Problem 6.1.8 - Suppose $\mu(X) = 1$ and $f\in L^p$ for some $p > 0$, so that $f\in L^q$ for $0 < q < p$.
a.) $\log\|f\|_{q}\geq \int \log |f|$
b.) $\left(\int |f|^{q} - 1\right)/q \geq \log \|f\|_{q}$, and $\left( \int |f|^q - 1\right)/q \rightarrow \int \log |f|$ as $q\rightarrow 0$
c.) $\lim\limits_{q\rightarrow 0}\|f\|_{q} = \exp\left(\int \log |f|\right)$
Attempted proof a.) We know that, $$\|f\|_{q} = \left[\int|f|^q d\mu\right]^{1/q} \geq \int |f| d\mu$$ where the last inequality is from Holder's inequality. Now taking the $\log$ on both sides we have $$\log\|f\|_{q} = \frac{1}{q}\log\int |f|^q d\mu \geq \frac{1}{q}\int \log |f|^q d\mu = \int \log |f|d\mu$$ where the last inequality follows from Jensen's inequality.
Attempted proof b.) We know that $\log x \leq x - 1$ for every $x > 0$, also we have that $$\log\|f\|_{q} = \frac{1}{q}\log\left(\int |f|^q d\mu\right) \leq \frac{1}{q}\left(\int |f|^q - 1 d\mu\right)$$ Now suppose $q\rightarrow 0$ then for $\frac{|f|^q - 1}{q}\rightarrow \log|f|$ so by the monotone convergence theorem the result follows.
Attempted proof c.) If we exponentiate the result from part a.) we have $$\liminf_{q\rightarrow 0}\|f\|_{q} \geq \exp(\int \log |f|)$$ Then exponentiating the result from part b.) we get $$\limsup_{q\rightarrow 0}\|f\|_{q} \leq \exp(\int \log |f|)$$ thus we get the desired result $$\lim\limits_{q\rightarrow 0}\|f\|_{q} = \exp(\int \log |f|)$$
Not sure if this is right will edit more as I progress. Any suggestions or comments is greatly appreciated.

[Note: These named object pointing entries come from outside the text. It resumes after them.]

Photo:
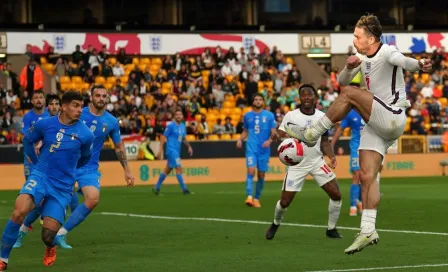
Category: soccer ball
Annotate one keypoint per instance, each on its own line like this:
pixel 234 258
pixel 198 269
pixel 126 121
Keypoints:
pixel 290 152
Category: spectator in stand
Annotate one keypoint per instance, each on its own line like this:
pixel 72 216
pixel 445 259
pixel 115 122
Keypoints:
pixel 77 55
pixel 31 77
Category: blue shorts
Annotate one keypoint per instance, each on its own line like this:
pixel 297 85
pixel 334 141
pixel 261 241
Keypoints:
pixel 258 161
pixel 354 161
pixel 173 159
pixel 88 177
pixel 49 200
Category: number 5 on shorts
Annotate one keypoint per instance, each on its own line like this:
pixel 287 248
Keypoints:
pixel 30 185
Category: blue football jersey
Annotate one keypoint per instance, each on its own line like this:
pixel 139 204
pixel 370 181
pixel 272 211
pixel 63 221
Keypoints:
pixel 258 126
pixel 101 126
pixel 356 124
pixel 62 147
pixel 175 134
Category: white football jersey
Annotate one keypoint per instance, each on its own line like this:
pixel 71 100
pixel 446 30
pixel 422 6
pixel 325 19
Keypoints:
pixel 312 155
pixel 382 77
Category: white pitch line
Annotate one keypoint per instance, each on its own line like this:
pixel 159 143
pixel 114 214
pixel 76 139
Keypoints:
pixel 261 223
pixel 382 268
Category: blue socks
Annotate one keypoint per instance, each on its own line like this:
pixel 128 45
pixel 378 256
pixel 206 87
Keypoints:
pixel 259 188
pixel 354 194
pixel 9 238
pixel 31 218
pixel 249 184
pixel 76 217
pixel 74 202
pixel 160 181
pixel 180 179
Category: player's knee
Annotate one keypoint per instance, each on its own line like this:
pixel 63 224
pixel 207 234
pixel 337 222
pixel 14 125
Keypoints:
pixel 48 236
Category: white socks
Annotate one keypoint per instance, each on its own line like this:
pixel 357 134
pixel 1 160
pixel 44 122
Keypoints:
pixel 368 220
pixel 322 126
pixel 62 231
pixel 24 228
pixel 334 209
pixel 279 212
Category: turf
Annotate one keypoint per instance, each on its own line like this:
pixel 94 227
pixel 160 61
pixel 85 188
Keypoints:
pixel 117 243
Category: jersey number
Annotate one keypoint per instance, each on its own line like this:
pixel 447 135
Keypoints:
pixel 30 185
pixel 54 146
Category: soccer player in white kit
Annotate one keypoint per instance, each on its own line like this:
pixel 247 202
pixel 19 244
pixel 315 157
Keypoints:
pixel 312 164
pixel 382 107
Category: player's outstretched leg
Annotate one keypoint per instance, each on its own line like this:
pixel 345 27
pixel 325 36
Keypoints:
pixel 334 208
pixel 24 204
pixel 162 177
pixel 350 97
pixel 259 189
pixel 280 209
pixel 180 180
pixel 91 199
pixel 29 220
pixel 370 165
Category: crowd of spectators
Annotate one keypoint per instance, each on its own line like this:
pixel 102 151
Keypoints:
pixel 213 89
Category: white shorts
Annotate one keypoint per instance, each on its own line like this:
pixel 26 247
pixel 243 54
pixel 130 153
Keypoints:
pixel 295 177
pixel 385 126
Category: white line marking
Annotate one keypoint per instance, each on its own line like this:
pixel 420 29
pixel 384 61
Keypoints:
pixel 382 268
pixel 262 223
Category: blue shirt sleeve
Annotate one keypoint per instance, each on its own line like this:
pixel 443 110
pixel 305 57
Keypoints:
pixel 115 132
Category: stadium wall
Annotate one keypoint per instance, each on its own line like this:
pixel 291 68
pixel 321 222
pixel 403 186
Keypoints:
pixel 233 170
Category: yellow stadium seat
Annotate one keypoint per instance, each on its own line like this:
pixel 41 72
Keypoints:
pixel 112 60
pixel 225 111
pixel 226 137
pixel 213 137
pixel 76 79
pixel 100 80
pixel 145 61
pixel 64 79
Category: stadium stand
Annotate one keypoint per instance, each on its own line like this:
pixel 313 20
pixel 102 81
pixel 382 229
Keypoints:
pixel 214 90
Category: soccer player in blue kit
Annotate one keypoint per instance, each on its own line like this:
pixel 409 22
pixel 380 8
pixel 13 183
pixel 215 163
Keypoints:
pixel 37 113
pixel 67 144
pixel 356 124
pixel 258 126
pixel 173 135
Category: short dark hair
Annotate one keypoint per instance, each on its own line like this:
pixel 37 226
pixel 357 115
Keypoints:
pixel 38 92
pixel 70 96
pixel 308 86
pixel 51 97
pixel 259 95
pixel 96 87
pixel 371 24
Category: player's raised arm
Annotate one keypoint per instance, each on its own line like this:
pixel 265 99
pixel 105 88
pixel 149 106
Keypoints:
pixel 350 70
pixel 327 150
pixel 33 135
pixel 396 58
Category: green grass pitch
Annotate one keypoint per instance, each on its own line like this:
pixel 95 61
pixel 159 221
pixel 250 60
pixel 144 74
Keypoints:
pixel 173 243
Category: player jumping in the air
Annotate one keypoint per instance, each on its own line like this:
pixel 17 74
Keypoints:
pixel 174 135
pixel 66 145
pixel 312 164
pixel 382 107
pixel 258 126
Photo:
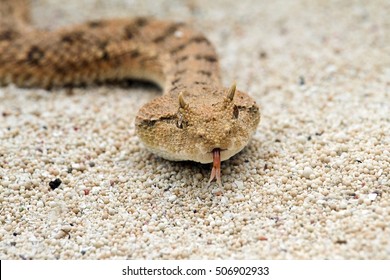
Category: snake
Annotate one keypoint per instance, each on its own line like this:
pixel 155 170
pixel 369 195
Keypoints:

Part $(a)$ follows immediately from Jensen's inequality.
For $(b)$ recall that $\log x \le x - 1$ for every $x > 0$, then $$\log\|f\|_q = \frac 1q\log\Big(\int_X|f|^q\Big)\le \frac 1q\Big(\int_X|f|^q - 1\Big).$$ Moreover it is known that $\frac{|f|^q - 1}{q} \to \log|f|$ as $q \to 0$, so that by the MCT the convergence in $(b)$ is proved.
For $(c)$: exponentiating the result in $(a)$ gives $\liminf_{q\to 0}\|f\|_q \ge e^{\int\log|f|}$ while exponentiating the one in $(b)$ we obtain $\limsup_{q \to 0}\|f\|_q\le e^{\int\log|f|}$.